Sich verständlich zu machen bleibt ein anspruchsvolles und mühevolles Geschäft. Zuhören kostet Zeit, macht Arbeit und setzt mein Interesse am Gegenüber voraus – auch dann, wenn die Gesprächspartner dieselbe Muttersprache oder denselben sächsischen oder bayrischen Dialekt sprechen. Wir brauchen Übersetzer, die von einer Sprach- und Lebenswelt in die andere dolmetschen. Auch Parlamentarierinnen und Parlamentarier müssen das lernen. Ich sehe hier auch eine wichtige Aufgabe der Diakonie. Wir sind Brückenbauer. Wir können das. Unser weitverzweigter Verband, mit seinen vielfältigen Mitarbeiterinnen und Mitarbeitern nah bei den Menschen vor Ort und ihrem kaum zu überschätzenden Knowhow kann dazu beitragen, die verschiedenen Lebens- und Sprachwelten in unserem Land fruchtbarer ins Gespräch zu bringen.

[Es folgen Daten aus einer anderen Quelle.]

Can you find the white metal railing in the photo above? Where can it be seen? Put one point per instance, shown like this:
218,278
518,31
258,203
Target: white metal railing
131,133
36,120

Heute und morgen diskutiere ich wieder in einem anderen Kontext: Die 112 Delegierten der Konferenz Diakonie und Entwicklung in Nürnberg werden sich auch mit dem Thema Soziale Sicherheit beschäftigen. Für mich setzt diese Themensetzung die NAK-Gespräche der vergangenen Woche auf einer anderen Ebene fort: Armut und Soziale Sicherheit gehören in den Mittelpunkt der diakonischen Arbeit. Denn in all unseren Handlungsfelder haben wir mit Armut und ihren Folgen zu tun. In diesen Tagen erleben wir allzu deutlich, dass soziale und demokratische Teilhabe in einem engen Bezug stehen. Und was geschieht, wenn Menschen das Gefühl haben, ungehört und nicht beteiligt zu sein, haben wir gerade erst bei der Bundestagswahl gesehen. Es ist daher hohe Zeit, die unterschiedlichen Facetten des Themas Soziale Sicherung und Teilhabe in die öffentlichen Debatten nach der Bundestagswahl aufzunehmen. Das destruktive Mantra „Die hören uns nicht zu“ verlangt nach neuen Erfahrungen. Nach positiver Enttäuschung.